De la rage au spleen

„Mellon Collie“, c’est un cri sans fioritures, quand bien même l’enrobage se révèle soigné, c’est une immersion spontanée dans les filets du tourment, un best of du pire de ce qui ne cesse de ronger l’âme égratignée. Et de repartir de zéro. Extrait de „Zero“, justement: „Intoxicated with the madness/I’m in love with my sadness.“ Le chanteur a de la tristesse à vociférer et de la rage à pleurer. James Iha semble gratter, à la place des cordes de guitare, ses veines. La basse de D’Arcy Wretzky est pesante.
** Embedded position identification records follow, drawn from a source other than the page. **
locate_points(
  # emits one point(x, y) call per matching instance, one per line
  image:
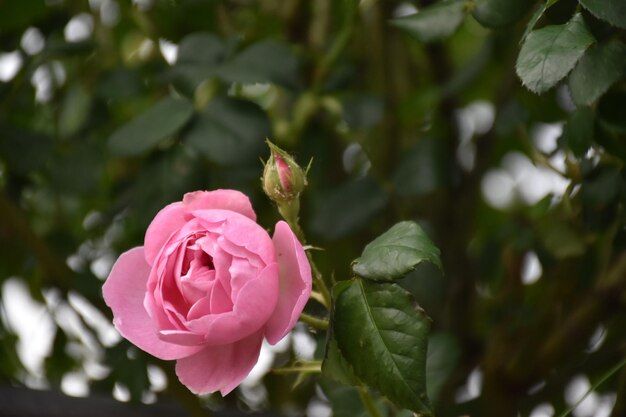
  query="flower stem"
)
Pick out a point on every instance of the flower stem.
point(368, 402)
point(315, 322)
point(319, 282)
point(312, 366)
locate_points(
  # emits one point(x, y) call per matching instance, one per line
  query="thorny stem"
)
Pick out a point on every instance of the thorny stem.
point(310, 366)
point(289, 211)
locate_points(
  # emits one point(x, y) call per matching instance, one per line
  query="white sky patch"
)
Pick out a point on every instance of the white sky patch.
point(143, 5)
point(31, 322)
point(266, 360)
point(32, 41)
point(95, 319)
point(121, 392)
point(597, 339)
point(404, 9)
point(45, 78)
point(472, 387)
point(157, 378)
point(575, 390)
point(531, 268)
point(545, 136)
point(79, 28)
point(169, 50)
point(10, 64)
point(75, 384)
point(498, 188)
point(542, 410)
point(519, 179)
point(475, 119)
point(318, 408)
point(110, 13)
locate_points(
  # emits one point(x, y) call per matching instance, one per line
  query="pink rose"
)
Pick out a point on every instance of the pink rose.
point(207, 286)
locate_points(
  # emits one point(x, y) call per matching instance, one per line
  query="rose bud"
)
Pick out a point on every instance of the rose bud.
point(207, 287)
point(283, 179)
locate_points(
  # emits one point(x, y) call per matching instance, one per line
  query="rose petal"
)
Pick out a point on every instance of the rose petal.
point(251, 310)
point(240, 231)
point(294, 283)
point(165, 223)
point(124, 292)
point(220, 368)
point(220, 199)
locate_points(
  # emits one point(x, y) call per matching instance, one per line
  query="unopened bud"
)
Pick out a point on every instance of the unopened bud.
point(283, 179)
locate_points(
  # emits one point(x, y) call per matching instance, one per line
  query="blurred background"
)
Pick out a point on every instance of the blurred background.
point(111, 109)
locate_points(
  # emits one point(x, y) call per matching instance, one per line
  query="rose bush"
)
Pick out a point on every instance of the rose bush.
point(207, 286)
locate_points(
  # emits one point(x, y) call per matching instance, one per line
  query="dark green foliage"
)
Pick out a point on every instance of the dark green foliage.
point(407, 115)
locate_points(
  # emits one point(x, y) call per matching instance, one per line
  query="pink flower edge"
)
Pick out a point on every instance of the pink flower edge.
point(173, 216)
point(294, 283)
point(124, 292)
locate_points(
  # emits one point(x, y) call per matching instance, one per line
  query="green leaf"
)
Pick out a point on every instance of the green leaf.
point(229, 131)
point(443, 355)
point(613, 11)
point(578, 131)
point(266, 61)
point(396, 252)
point(434, 22)
point(335, 365)
point(384, 337)
point(550, 53)
point(499, 13)
point(535, 18)
point(146, 131)
point(597, 70)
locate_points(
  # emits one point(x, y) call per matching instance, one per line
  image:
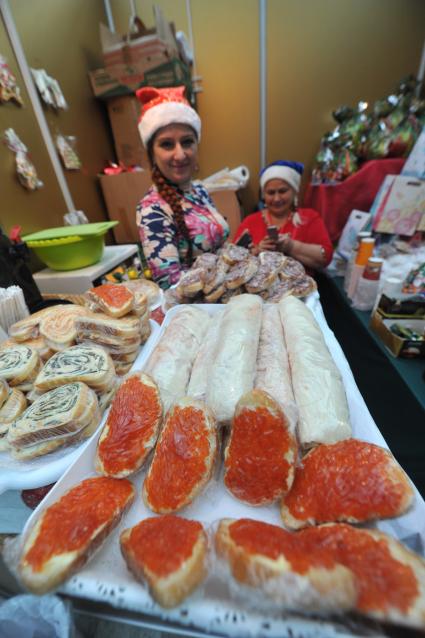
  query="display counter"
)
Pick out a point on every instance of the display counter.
point(393, 388)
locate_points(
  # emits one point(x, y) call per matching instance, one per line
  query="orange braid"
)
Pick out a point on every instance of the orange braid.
point(174, 200)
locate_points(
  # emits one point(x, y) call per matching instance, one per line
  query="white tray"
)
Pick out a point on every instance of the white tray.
point(212, 608)
point(48, 469)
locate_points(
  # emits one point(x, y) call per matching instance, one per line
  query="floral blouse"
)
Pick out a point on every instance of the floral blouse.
point(163, 248)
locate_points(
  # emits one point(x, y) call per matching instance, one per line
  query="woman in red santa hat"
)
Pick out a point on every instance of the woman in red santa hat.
point(177, 219)
point(281, 225)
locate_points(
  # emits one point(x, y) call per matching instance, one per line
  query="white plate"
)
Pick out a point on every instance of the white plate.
point(48, 469)
point(212, 608)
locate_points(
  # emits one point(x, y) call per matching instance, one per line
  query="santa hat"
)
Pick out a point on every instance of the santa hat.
point(161, 107)
point(290, 172)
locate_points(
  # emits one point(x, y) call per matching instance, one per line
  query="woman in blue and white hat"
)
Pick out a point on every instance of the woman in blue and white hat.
point(281, 225)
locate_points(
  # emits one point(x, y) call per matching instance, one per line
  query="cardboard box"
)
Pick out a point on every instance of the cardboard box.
point(124, 113)
point(227, 204)
point(122, 193)
point(123, 79)
point(396, 345)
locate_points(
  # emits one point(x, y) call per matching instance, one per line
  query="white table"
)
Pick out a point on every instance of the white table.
point(79, 281)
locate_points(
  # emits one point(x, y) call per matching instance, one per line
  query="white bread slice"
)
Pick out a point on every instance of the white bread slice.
point(169, 553)
point(317, 383)
point(90, 364)
point(114, 300)
point(293, 574)
point(351, 481)
point(55, 413)
point(233, 367)
point(98, 505)
point(14, 405)
point(4, 392)
point(28, 328)
point(58, 327)
point(171, 361)
point(17, 363)
point(389, 579)
point(261, 453)
point(131, 429)
point(184, 457)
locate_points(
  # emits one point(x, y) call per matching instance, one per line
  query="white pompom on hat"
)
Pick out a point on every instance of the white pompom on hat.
point(290, 172)
point(161, 107)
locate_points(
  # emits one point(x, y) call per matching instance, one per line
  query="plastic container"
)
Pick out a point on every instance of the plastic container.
point(70, 247)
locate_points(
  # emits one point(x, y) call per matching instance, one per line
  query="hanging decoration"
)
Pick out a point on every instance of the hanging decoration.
point(66, 148)
point(9, 89)
point(49, 89)
point(27, 173)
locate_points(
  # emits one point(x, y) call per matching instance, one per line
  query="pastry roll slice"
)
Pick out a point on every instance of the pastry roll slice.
point(131, 429)
point(69, 531)
point(351, 481)
point(184, 457)
point(260, 457)
point(318, 388)
point(169, 553)
point(234, 363)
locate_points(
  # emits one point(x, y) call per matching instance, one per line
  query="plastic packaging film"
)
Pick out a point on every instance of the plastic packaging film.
point(233, 368)
point(273, 374)
point(318, 387)
point(171, 362)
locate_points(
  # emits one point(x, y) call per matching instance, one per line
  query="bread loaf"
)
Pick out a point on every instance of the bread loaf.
point(184, 457)
point(169, 553)
point(260, 457)
point(351, 481)
point(68, 532)
point(131, 429)
point(318, 387)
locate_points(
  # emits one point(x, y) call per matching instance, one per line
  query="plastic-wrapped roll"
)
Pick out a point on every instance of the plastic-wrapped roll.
point(273, 374)
point(171, 362)
point(233, 367)
point(316, 381)
point(198, 383)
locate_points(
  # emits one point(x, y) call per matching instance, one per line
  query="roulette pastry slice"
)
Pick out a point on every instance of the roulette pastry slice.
point(191, 282)
point(240, 273)
point(232, 254)
point(70, 530)
point(18, 363)
point(262, 280)
point(291, 268)
point(389, 579)
point(55, 413)
point(272, 259)
point(115, 300)
point(184, 457)
point(260, 457)
point(90, 364)
point(131, 429)
point(59, 327)
point(169, 553)
point(303, 287)
point(351, 481)
point(293, 573)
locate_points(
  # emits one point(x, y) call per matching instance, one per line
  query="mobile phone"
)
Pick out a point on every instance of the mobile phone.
point(244, 240)
point(273, 233)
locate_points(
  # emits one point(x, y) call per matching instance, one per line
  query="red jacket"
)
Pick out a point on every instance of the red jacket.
point(312, 229)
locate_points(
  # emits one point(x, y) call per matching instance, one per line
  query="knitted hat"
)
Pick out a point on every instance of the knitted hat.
point(161, 107)
point(290, 172)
Les baguettes sur la batterie de Jimmy Chamberlain sont des poings qui s’écrasent sur un sac de frappe. L’énergie du désespoir? C’est ce qui s’appelle tout donner, surtout quand on n’a rien à perdre. En termes de genres et de fusions, via la production de Billy Corgan en personne, mais aussi de Flood et d’Alan Moulder (les deux ayant travaillé avec Depeche Mode et Nine Inch Nails), le disque mixe, dans un chaudron éruptif, métal psychédélique braillard, rock baveux nasillard, embardées hard, ballades ou berceuses pour calmer les cauchemars, indus pour pogos solitaires, incursions baroques, séquenceur, loops et samples de batterie même. Jusqu’à „Here Is No Why“, où Billy Corgan évoque la mort de son ami Kurt Cobain. La foule torturée répond présent: „Mellon Collie“ est le double album le plus vendu des nineties. Pendant ce temps, alors que le disque est dédié à l’humoriste américain Bill Hicks, il n’y a pas de quoi rire non plus avec „The Bends“ de Radiohead. La fin de siècle est-elle celle du chaos?
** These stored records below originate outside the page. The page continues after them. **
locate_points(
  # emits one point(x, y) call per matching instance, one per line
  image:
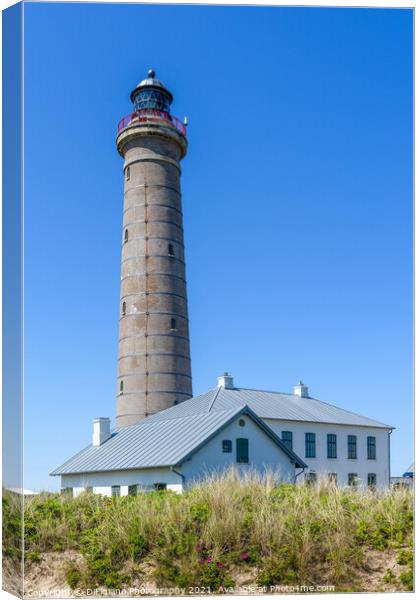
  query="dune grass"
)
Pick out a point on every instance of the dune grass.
point(223, 526)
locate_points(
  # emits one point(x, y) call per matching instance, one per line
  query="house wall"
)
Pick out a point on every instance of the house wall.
point(263, 453)
point(102, 482)
point(340, 465)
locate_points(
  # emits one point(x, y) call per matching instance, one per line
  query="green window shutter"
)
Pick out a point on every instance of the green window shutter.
point(242, 454)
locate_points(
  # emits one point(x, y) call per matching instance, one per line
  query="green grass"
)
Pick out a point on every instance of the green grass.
point(285, 534)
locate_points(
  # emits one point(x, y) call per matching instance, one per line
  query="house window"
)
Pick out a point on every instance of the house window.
point(160, 486)
point(372, 480)
point(287, 439)
point(242, 450)
point(227, 446)
point(331, 445)
point(332, 478)
point(352, 446)
point(371, 447)
point(352, 480)
point(310, 478)
point(310, 445)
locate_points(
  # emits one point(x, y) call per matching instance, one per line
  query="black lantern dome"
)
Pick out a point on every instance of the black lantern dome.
point(151, 94)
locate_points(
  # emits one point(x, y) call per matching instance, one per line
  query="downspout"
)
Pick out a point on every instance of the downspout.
point(181, 475)
point(300, 473)
point(389, 458)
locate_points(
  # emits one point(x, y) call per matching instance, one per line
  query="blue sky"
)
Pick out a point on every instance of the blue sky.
point(297, 196)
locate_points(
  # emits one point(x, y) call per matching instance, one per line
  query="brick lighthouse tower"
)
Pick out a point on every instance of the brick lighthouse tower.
point(154, 370)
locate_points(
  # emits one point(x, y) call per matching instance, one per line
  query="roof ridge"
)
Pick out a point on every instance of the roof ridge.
point(316, 400)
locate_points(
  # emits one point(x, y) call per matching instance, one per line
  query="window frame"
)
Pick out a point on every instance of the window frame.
point(115, 491)
point(333, 478)
point(352, 479)
point(310, 444)
point(160, 487)
point(371, 447)
point(242, 456)
point(287, 442)
point(227, 447)
point(134, 487)
point(352, 447)
point(310, 478)
point(331, 445)
point(370, 484)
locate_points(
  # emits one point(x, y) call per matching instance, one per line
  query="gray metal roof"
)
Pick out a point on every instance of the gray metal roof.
point(159, 442)
point(269, 405)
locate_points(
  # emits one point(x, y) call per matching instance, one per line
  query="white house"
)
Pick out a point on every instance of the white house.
point(171, 451)
point(297, 436)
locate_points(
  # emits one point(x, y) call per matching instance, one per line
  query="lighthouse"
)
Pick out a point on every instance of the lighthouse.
point(154, 368)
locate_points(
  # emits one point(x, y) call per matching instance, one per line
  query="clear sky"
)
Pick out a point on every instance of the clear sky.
point(297, 197)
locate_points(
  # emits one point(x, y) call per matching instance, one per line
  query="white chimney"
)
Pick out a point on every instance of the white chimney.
point(301, 390)
point(101, 430)
point(225, 381)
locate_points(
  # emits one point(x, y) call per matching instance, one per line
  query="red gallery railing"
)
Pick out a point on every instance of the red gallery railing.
point(152, 116)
Un autre question s’impose: que faire après ce fastueux „Mellon Collie“? En 1998, la souffrance, tenace, persiste. Jonathan Melvoin, claviériste sur la tournée Mellon Collie, meurt d’une overdose, et le groupe se sépare de Jimmy Chamberlain, le batteur étant devenu ingérable, à cause de sa dépendance sévère à l’héroïne. Il est remplacé par la boîte à rythmes. Le changement de tonalité surprend avec „Adore“, qui adopte un profil bas. Le tempo est ralenti. Les riffs électriques, écrabouillés, sont rangés dans un placard verrouillé. S’il y a un pied dans le grunge, il s’avère lointain sinon avorté: „Daphne Descends“ est, à l’origine, composé pour l’album „Celebrity Skin“ de Hole, ce qui ne sera pas le cas suite à des conflits entre Billy Corgan et Courtney Love. La pochette sombre oriente l’auditeur: c’est le retour au son new wave, par où le groupe a démarré. Et, plus largement, le revival du gothique au rayon grand public, avec, en parallèle, les succès de Marilyn Manson et Placebo.

„Adore“ est le premier album synthétique des Smashing Pumpkins, avec, toujours, cette voix écorchée de Corgan, qui, à elle-seule, renvoie au rock. Si la touche électronique anticipe le disque à venir, „Machina – The Machines Of God“, „Adore“ incarne la vulnérabilité dans toute sa grandeur, par le minimalisme et la résignation. Le NME le désigne comme étant l’un des disques les plus tristes de tous les temps. Voici donc l’album qui justifierait vraiment le titre et le geste du précédent, „Mellon Collie“. Et la fameuse phrase de Victor Hugo, comme quoi la mélancolie, c’est le bonheur d’être triste? Non: il n’y a pas de complaisance dans les méandres de la douleur mais la capacité inouïe ici à en extirper des chansons somptueuses („Behold! The Nightmare“, „For Martha“ ou même „Perfect“ en guise de tube parfait). Un morceau comme „Tear“ est suffisamment éloquent. Et une conclusion au piano désaccordé telle que „Blank Page“, en fade out, écrase les derniers mots de Corgan, „You are a ghost of my indecision/No more little girl“, qui tracent alors d’autres points de suspension. La tristesse n’a pas de fin.